Clarisse, who had long since gone off with her two gentlemen.

Simonne, too, had vanished. Indeed, none remained save Tatan, Lea

and Maria, whom Labordette complaisantly took under his charge.

 

“Oh, but I don’t the least bit want to go to bed!” said Nana. “One

ought to find something to do.”

 

She looked at the sky through the windowpanes. It was a livid sky,

and sooty clouds were scudding across it. It was six o’clock in the

morning. Over the way, on the opposite side of the Boulevard

Haussmann, the glistening roofs of the still-slumbering houses were

sharply outlined against the twilight sky while along the deserted

roadway a gang of street sweepers passed with a clatter of wooden

shoes. As she viewed Paris thus grimly awakening, she was overcome

by tender, girlish feelings, by a yearning for the country, for

idyllic scenes, for things soft and white.

 

“Now guess what you’re to do,” she said, coming back to Steiner.

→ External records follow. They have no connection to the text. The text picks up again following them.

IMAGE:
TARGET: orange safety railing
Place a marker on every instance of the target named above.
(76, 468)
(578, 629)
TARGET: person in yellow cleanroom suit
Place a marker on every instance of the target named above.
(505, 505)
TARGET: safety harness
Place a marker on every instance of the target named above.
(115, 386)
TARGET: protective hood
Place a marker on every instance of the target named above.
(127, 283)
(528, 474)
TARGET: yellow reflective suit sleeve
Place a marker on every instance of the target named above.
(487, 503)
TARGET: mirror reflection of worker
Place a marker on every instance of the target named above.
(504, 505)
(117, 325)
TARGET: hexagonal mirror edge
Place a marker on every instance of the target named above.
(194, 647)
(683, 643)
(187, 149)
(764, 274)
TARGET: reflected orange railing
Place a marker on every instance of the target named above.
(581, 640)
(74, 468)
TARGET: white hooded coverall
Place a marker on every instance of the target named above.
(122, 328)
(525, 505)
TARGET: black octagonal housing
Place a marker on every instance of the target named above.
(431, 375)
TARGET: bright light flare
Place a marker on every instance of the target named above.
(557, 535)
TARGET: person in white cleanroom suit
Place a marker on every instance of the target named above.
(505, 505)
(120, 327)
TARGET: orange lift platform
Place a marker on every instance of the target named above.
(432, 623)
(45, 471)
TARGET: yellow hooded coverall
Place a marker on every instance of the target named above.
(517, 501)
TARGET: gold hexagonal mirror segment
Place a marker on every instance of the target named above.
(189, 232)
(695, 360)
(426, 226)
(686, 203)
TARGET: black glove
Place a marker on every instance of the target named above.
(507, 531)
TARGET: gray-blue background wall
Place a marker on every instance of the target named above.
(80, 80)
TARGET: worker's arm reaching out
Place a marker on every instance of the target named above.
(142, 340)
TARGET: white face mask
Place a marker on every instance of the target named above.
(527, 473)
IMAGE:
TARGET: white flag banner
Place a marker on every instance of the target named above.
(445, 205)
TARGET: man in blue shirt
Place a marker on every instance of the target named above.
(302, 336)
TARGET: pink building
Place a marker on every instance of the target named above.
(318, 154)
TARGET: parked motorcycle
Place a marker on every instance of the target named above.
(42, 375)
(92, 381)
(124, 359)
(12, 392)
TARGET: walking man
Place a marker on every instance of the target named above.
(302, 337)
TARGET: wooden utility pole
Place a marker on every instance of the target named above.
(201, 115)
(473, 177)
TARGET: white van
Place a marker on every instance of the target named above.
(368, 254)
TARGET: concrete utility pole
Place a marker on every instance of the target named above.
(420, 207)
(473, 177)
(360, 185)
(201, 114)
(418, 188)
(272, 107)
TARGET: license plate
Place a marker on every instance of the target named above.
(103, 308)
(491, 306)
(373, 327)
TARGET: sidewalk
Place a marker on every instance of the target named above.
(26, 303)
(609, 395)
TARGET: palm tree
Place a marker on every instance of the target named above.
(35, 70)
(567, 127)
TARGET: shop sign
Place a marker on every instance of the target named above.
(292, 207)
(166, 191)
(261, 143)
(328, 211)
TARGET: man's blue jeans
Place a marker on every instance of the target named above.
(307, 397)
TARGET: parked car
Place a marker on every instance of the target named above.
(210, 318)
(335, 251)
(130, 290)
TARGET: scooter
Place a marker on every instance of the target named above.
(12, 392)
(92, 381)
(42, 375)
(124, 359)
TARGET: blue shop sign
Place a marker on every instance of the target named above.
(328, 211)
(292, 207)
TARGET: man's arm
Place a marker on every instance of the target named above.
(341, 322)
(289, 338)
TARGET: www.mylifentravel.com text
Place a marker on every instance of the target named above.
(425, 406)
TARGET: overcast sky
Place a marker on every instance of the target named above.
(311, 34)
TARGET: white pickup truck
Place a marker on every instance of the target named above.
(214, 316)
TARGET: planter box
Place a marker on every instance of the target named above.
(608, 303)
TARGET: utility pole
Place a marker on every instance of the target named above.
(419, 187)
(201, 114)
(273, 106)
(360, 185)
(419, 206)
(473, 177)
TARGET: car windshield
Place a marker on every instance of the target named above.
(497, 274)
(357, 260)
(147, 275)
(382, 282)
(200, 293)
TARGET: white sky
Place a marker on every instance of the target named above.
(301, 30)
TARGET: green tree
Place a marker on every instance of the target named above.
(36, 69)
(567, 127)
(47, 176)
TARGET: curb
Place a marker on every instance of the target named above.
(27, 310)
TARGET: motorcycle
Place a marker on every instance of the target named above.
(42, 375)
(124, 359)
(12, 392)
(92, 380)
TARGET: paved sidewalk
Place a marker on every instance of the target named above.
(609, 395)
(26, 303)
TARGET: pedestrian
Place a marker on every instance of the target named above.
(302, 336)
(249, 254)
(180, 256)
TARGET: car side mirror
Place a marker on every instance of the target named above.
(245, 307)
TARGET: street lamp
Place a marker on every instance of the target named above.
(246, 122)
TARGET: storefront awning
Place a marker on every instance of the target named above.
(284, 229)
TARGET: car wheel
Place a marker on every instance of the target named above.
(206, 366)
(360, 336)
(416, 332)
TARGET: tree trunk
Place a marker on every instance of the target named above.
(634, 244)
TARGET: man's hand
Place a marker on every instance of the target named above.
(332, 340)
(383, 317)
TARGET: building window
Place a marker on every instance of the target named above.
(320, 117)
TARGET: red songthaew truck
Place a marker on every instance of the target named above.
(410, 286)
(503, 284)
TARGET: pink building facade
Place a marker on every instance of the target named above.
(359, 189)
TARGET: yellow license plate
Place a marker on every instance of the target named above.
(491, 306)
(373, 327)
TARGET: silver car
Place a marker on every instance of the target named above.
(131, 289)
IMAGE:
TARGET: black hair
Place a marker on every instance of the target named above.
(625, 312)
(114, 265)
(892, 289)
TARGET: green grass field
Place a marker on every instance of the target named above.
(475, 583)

“You’re going to take me to the Bois de Boulogne, and we’ll drink

milk there.”

 

She clapped her hands in childish glee. Without waiting for the

banker’s reply—he naturally consented, though he was really rather

bored and inclined to think of other things—she ran off to throw a

pelisse over her shoulders. In the drawing room there was now no

one with Steiner save the band of young men. These had by this time

dropped the very dregs of their glasses into the piano and were

talking of going, when one of their number ran in triumphantly. He

held in his hands a last remaining bottle, which he had brought back

with him from the pantry.

 

“Wait a minute, wait a minute!” he shouted. “Here’s a bottle of

chartreuse; that’ll pick him up! And now, my young friends, let’s

hook it. We’re blooming idiots.”

 

In the dressing room Nana was compelled to wake up Zoe, who had

dozed off on a chair. The gas was still alight, and Zoe shivered as

she helped her mistress on with her hat and pelisse.

 

“Well, it’s over; I’ve done what you wanted me to,” said Nana,

speaking familiarly to the maid in a sudden burst of expansive

confidence and much relieved at the thought that she had at last

made her election. “You were quite right; the banker’s as good as

another.”

 

The maid was cross, for she was still heavy with sleep. She

grumbled something to the effect that Madame ought to have come to a

decision the first evening. Then following her into the bedroom,

she asked what she was going to do with “those two,” meaning

Bordenave, who was snoring away as usual, and Georges, who had

slipped in slyly, buried his head in a pillow and, finally falling

asleep there, was now breathing as lightly and regularly as a

cherub. Nana in reply told her that she was to let them sleep on.